Dia de chuva.

Guarda-chuva, capa e suas galochas eram parte do vestuário. Não queria jamais ser pega desprevenida.  Molhar-se estava fora de cogitação.

Caminhava apressada pela cidade. A correria do cotidiano já tirara o brilho dos seus olhos, o sorriso dos seus lábios e a leveza de sua alma. Junto a ela vinha a tristeza e a desilusão, duas coisas tão presentes no mundo moderno. A alegria e  a esperança passavam apressadas, tão rápido que ela nem conseguia percebê-las. Quando parava para apreciá-las elas já estavam distantes.

Chovia. Chovia sem parar. Ficou estática por um momento na esperança de que a água cedesse. Nada.

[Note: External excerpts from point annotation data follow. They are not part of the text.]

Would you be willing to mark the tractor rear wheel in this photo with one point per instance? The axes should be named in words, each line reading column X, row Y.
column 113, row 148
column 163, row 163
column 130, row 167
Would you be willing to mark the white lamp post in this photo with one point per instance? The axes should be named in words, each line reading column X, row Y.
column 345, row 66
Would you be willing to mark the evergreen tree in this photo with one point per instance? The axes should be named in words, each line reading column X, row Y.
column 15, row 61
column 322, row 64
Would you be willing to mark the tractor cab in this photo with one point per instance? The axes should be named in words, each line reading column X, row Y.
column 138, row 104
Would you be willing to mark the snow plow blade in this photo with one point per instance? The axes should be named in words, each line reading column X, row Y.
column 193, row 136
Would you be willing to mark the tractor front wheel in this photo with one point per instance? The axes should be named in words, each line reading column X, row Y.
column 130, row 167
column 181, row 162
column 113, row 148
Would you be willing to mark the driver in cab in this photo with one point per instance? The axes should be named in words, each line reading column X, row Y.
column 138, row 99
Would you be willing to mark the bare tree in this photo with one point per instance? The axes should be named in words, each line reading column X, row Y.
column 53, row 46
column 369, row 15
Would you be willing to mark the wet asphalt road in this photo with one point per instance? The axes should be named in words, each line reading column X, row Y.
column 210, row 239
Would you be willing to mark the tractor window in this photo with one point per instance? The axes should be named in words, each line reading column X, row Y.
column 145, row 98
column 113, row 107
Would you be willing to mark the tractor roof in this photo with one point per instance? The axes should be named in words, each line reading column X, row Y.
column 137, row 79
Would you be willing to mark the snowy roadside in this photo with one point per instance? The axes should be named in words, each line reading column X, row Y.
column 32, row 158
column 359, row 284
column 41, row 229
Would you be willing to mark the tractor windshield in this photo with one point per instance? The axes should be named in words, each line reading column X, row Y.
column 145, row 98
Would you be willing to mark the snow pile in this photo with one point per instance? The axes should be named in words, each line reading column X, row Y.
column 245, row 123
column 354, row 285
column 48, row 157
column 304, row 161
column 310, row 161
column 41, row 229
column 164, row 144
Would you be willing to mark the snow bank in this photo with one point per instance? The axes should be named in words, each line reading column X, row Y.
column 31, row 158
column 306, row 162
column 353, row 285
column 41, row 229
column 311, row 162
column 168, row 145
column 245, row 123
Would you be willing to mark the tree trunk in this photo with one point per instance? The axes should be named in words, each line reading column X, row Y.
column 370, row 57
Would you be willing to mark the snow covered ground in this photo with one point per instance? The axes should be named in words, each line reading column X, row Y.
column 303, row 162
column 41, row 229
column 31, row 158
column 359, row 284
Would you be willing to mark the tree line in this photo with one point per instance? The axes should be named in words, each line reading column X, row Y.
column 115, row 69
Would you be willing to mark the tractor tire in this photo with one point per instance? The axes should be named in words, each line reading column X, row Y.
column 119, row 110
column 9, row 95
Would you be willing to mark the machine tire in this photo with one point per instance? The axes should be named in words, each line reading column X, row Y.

Observa ao seu redor, está absorta em pequenas e rápidas lembranças. Sempre que olha as pessoas tenta imaginar como é a vida de cada uma delas. Um casal passa sorrindo, estão completamente molhados, a chuva parece não importar, um detalhe apenas (acha estranho já que odeia se molhar). A garota aponta algo, olha para o menino e solta uma gostosa e longa risada. Em sentido contrário seguem duas meninas, abraçadas, com passos rápidos dividem uma pequena sombrinha de poá. (Sombrinhas oferecem a falsa sensação de que se está protegido da chuva, afinal, a cabeça fica seca, mas o resto … )Embaixo de uma marquise diversas pessoas se amontoam na expectativa de que a chuva passe.  Enquanto isso a chuva fica mais forte, o trânsito fica um caos e as pessoas irritadas.

Sente um perfume característico de dias chuvosos. Recorda de sua infância. O cheiro da chuva torna-se inebriante. Como era bom ser criança, descobrir um mundo de possibilidades, arriscar sem medo do desconhecido. Sente falta do seu olhar ingênuo e de sua inocência,  saudades de quando acreditava no mundo, nas pessoas e em finais felizes.

Continua a chover e os raios de sol entram sorrateiramente  por entre as nuvens transformando aquele nebuloso dia chuvoso. Chuva e sol. Os pensamento se perdem e já se pergunta o que está fazendo ali.

De repente, tirou as galochas, deu seu guarda-chuva a um rapaz que passava com um jornal sobre a cabeça, e, correu. Correu pela chuva deixando que a água molhasse seu corpo, escorresse pela sua alma, limpando-a de tudo aquilo que a prendia. Sorria. Estava livre. Gira, salta, deita na tentativa de sentir ainda mais aquele cheiro de chuva, sente o chão. Levanta-se e continua seu caminho para casa, após mais um dia (in)comum.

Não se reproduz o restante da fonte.